Dans un contexte mondial de hausse des prix de l'énergie, Frank Elderson, membre du directoire de la Banque centrale européenne (BCE), souligne l'importance cruciale d'une transition vers les énergies renouvelables. Sa mise en garde est claire : « Faire la transition maintenant ou payer cher plus tard ». Cela ne vise pas seulement à coller aux ambitions écologiques, mais aussi à assurer la stabilité économique du vieux continent.
Elderson exprime ses inquiétudes face à la dépendance énergétique croissante de l'Europe, qui complique considérablement la gestion de l'inflation, restée élevée en raison des tensions géopolitiques et de la guerre au Moyen-Orient. En mars, l'inflation dans la zone euro a grimpé à 2,5 %, un chiffre alarmant qui a poussé la BCE à revoir ses prévisions pour 2026, désormais fixées à 2,6 %.
Un investissement nécessaire et urgent
La BCE préconise d'investir massivement dans des sources d'énergie renouvelables locales, un investissement estimé à 660 milliards d'euros par an jusqu'en 2030 par la Commission européenne. Pourtant, Elderson avertit que « se concentrer uniquement sur ces coûts serait une grave erreur ». Ainsi, plutôt que de considérer cela comme une dépense, il suggère de l'analyser comme une substitution aux coûteuses importations de combustibles fossiles.
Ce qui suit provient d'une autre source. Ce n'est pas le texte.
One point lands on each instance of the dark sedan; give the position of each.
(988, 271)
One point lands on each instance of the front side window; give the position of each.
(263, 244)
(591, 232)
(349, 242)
Il ajoute que la véritable question n'est pas de savoir si l'Europe peut financer cette transition, mais plutôt si elle peut prendre le risque de ne pas le faire. Le spectre d'une inflation galopante liée à la dépendance énergétique devrait inciter à agir rapidement, conclut Elderson, qui invite tous les acteurs politiques et économiques à prendre conscience de l'urgence de la situation.